Cut it in half. You have 1/2 seconds.
Half again. And 1/4 seconds.
Mathematically, you can do this forever.
Can you do it in real life?
A guy named Max Planck said we couldn’t. He calculated that, around 10^-43 seconds, we can no longer split time in half. It has to do with the speed of light and other complicated formulas. Planck, also known for Planck’s constant, humbly named this Planck time.
But he was wrong.
Future scientists found that, actually, you can split time infinitely. It’s a quantum mechanics thing. Complicated — again, with numbers and formulas.
Now, onto my point:
You’ve probably spent about 20 second reading this post. In those 20 seconds, how many moments did you experience?
Imagine it like a cartoon animation: How many frames did you experience?
I want to think that the world has an infinite number of frames.
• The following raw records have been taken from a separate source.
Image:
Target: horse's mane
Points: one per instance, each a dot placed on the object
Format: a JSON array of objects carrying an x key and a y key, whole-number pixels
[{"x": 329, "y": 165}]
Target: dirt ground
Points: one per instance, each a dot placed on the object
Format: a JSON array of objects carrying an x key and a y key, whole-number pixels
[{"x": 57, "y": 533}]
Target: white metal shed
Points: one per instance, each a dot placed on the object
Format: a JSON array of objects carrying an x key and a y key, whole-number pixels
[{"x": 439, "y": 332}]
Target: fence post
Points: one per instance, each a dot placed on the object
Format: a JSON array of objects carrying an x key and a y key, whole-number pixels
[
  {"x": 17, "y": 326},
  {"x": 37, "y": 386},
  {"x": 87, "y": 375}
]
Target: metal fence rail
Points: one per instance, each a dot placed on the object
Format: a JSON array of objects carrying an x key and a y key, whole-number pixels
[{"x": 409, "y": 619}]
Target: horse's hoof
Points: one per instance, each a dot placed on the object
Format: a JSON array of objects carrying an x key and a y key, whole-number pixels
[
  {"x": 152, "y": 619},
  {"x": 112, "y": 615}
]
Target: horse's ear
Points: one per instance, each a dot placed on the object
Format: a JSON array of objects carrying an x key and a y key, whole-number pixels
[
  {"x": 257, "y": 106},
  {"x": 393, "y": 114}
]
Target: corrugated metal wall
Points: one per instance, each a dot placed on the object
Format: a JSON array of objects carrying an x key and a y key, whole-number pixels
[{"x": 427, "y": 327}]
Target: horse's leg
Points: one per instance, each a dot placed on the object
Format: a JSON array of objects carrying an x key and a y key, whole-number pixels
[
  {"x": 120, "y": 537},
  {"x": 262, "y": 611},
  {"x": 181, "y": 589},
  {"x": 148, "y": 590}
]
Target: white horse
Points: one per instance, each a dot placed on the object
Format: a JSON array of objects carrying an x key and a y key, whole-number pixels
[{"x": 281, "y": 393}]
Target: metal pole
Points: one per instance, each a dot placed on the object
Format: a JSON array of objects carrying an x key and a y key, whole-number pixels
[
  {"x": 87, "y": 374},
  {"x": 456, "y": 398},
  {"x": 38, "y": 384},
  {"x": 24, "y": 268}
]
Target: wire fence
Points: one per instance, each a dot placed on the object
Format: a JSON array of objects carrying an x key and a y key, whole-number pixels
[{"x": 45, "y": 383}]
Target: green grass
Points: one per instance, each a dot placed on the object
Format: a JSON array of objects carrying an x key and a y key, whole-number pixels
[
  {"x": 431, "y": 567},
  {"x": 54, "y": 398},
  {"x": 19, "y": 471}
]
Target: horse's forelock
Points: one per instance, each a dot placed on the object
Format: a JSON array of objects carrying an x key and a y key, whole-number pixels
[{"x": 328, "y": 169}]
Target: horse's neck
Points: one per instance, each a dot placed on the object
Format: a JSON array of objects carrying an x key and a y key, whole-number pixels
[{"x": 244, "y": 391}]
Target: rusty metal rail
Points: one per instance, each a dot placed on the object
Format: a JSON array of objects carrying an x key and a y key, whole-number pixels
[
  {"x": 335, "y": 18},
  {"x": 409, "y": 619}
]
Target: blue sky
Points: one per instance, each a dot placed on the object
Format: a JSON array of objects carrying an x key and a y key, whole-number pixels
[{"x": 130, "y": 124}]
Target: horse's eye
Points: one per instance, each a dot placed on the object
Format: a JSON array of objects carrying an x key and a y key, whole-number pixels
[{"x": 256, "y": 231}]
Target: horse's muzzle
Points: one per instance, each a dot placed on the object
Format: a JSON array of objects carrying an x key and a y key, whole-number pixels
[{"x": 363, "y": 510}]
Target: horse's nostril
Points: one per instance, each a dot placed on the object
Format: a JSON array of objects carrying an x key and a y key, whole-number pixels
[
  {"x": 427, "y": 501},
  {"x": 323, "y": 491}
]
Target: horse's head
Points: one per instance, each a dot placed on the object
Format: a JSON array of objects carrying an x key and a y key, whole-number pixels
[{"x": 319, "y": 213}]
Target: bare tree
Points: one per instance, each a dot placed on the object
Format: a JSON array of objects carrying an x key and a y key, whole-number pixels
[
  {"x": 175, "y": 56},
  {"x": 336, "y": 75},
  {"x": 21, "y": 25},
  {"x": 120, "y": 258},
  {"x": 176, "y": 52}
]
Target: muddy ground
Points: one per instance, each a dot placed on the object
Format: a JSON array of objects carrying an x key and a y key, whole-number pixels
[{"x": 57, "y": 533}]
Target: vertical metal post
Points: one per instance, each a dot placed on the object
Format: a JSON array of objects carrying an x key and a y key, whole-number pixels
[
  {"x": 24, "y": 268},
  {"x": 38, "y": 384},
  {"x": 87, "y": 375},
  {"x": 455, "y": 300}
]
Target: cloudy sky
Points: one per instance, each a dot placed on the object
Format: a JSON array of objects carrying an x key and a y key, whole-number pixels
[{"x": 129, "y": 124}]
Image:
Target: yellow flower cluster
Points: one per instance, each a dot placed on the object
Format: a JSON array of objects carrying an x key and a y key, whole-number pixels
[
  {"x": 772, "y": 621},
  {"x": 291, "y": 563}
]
But, because of physical limitations, we can only experience a finite number of moments. Even when we break down the frames to 24 per second — like a movie reel — we see a smooth, flowing image, which looks like real life to us.
It makes me feel claustrophobic. With my brain and eyes, I can only process a minuscule number of frames. I miss out on nearly 100 percent of the frames around me. All I get is a brief summary.
But, right now, I’m sitting in a tiny room in the East Village, staring at a wall. And I feel free — in awe. Because, if there are an infinite number of frames, the world around me is so much bigger, so much more vast, than I can even know. And, really, future scientists might prove this wrong; they might say that time is actually the universe traveling 88 mph in a Delorean.
Existing in this world is incredible. Being able to think about this world is mind-blowing. Not doing so is dumb. Because we’re human, and we have this gift; because we’re human, and we only get so many moments.